Even though we found it quite nice that a flock of White-beaked Dolphins joined the flock of Finwhales, the whales did not like it very much. The dolphins tried to steal food from the whales, and as a response to that the whales were rolling over as they came to the surface, splashing their flippers and doing everything they could so that the food would not be stolen by the dolphins. It was a amazing experience to see these huge whales aplash around like that.
The White-beaked Dolphins did just like I have seen on TV many times before. They started "bow-surfing" as soon as they came up to the boat.
This gave me the possibility to take some quite interesting photos which show both their speed and their elegant bodies.
This pale grey spot behind the fin is the best way of determining that it was White-beaked Dolphins that were playing around the boat.
Another marine mammal that we encountered was this lazy creature. The Whalrus looked just as I had thought it would look; hungover after a big meal of fermenting molluscs. The smell of Whalrus can best be described as a badly kept outdoor-toilet with really bad ventilation. They were burping and farting like if they were in a contest, but I guess that is just what they do so I wnot hold it against them:)
These tw guys were lying out in the middle of the drift-ice, minding their own buisniess when we came by. They didnt mind us and didnt think of us as any problem. And when they got tired of us looking at them they just fell into the sea and disapeared down into the dark and freezing cold water.
These three curious young guys suddenly appeared around our sailboat.
And when there are youngsters around, you know that they will splash around in the water.
The King of the Arctic was kind enough to show himself to us at several occasions. This one is standing on a piece of drift-ice.
And here is a picture from before he walked away from his bed in amongst the stones. He is clearly showing that he is big enough to beat up any of us.:)
Most of the adult bears, just like this huge male, did not like to have humans around them. So most of the bears we encountered turned around and walked away from us. But this one obviously had bad memories from previous human encounters, and ran away as fast as he could.
Some bears were, like this one, more interested in sleeping than for us to bother him. The only problem we had regarding that was that in some of the areas we were supposed to count birds there were bears "everywhere". At most there was up to three or four bears on one island. This did not make our work easy, but we got to do lots of rubber-boat-driving in icy water where the danger was made even bigger by the polar bears lying on land. But that is what makes you a man, isn't it?
The King of the Arctic is looking out over its icy kingdom.
This young bear was posing quite much like a beer-comersial for Mack beer-brewery.

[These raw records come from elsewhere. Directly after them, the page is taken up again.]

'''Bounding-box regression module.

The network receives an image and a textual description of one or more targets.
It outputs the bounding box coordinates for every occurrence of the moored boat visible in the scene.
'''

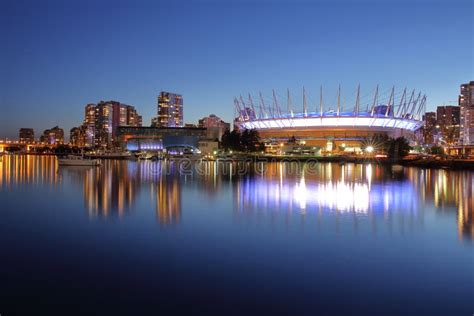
[58,155,101,166]
[85,152,133,159]
[138,152,154,160]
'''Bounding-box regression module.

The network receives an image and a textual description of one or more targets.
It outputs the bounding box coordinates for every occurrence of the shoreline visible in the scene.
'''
[4,153,474,170]
[226,154,474,170]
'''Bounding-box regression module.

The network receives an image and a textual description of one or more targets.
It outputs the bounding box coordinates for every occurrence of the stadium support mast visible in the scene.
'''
[234,97,243,119]
[371,85,379,116]
[386,86,395,117]
[248,94,257,119]
[272,89,281,118]
[415,95,426,120]
[402,89,415,117]
[319,85,323,117]
[354,84,360,116]
[259,91,267,119]
[303,87,308,117]
[396,88,407,117]
[287,88,294,118]
[239,95,249,119]
[409,92,421,119]
[337,85,341,116]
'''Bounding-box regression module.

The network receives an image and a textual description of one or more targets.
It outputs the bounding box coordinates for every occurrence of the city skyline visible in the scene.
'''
[1,0,473,139]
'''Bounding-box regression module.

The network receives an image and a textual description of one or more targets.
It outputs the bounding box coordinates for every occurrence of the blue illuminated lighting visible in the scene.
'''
[239,114,422,132]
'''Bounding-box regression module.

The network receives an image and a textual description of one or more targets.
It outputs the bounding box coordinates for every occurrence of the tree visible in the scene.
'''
[387,137,412,159]
[361,135,411,159]
[220,129,262,152]
[429,146,444,155]
[221,129,241,151]
[241,129,261,152]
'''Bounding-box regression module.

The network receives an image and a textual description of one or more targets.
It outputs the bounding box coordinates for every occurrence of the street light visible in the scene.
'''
[365,146,374,153]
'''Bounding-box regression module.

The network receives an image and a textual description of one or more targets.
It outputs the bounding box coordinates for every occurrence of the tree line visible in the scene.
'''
[220,129,263,152]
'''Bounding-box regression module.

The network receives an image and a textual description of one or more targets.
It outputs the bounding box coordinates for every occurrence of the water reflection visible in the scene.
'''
[236,163,418,213]
[80,161,182,225]
[82,162,139,218]
[406,168,474,240]
[0,155,59,188]
[1,155,473,240]
[153,177,181,225]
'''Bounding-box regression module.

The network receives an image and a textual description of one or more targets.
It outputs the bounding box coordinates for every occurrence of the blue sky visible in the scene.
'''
[1,0,473,139]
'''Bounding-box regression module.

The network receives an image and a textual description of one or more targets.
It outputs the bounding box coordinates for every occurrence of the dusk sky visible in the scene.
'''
[1,0,473,139]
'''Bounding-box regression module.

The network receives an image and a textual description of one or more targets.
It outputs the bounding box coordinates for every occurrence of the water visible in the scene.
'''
[0,155,473,315]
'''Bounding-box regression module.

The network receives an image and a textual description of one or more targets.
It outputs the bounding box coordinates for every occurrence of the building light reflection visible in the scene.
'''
[0,155,472,240]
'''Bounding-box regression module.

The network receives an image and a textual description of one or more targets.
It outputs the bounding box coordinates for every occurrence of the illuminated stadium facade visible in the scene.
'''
[234,86,426,151]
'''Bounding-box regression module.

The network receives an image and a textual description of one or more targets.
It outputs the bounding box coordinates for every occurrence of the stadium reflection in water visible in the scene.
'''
[0,155,472,240]
[235,163,473,241]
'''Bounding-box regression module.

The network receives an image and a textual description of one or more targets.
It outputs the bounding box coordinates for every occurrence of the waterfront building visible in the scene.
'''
[436,105,460,145]
[460,81,474,145]
[70,126,87,147]
[91,101,142,148]
[83,103,96,147]
[422,112,436,145]
[117,126,206,152]
[94,102,113,148]
[152,92,183,128]
[198,140,219,155]
[198,114,230,141]
[19,128,35,144]
[234,86,425,150]
[40,126,64,145]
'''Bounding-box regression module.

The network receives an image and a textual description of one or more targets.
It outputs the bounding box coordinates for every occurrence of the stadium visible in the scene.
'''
[233,85,425,153]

In this picture the bear shows off its huge paws. It was coming closer and closer to where we were, maybe hoping for something to take nibble of?
Polar bears can look remarkably much like dogs when you get to see how they react to different situations.
What is that smell? Hmmmm.....
This was the first ever Polar Bear I got to see. The captain called us up on the radio and said; "Eastern team, eastern team! There is a Polar Bear coming in your direction! Where are you. I am coming to pick you up!" Of course this got my heart to speed up it's rhythm, and obviously my polish companion was feeling the same. We took the quickest route which was not going towards the bear. We got picked up by the captain, got back to the boat, and the other team also came on board. After having discussed this allmost-encounter with a Polar Bear we started to get ready to sail away. But just as the anchor was pulled in, we saw the bear coming back. And we all got out our cameras and enjoyed the view of the first bear of the trip. The final number of bears seen on the trip got up to 34 individuals. Which is not a bad number for 15 days.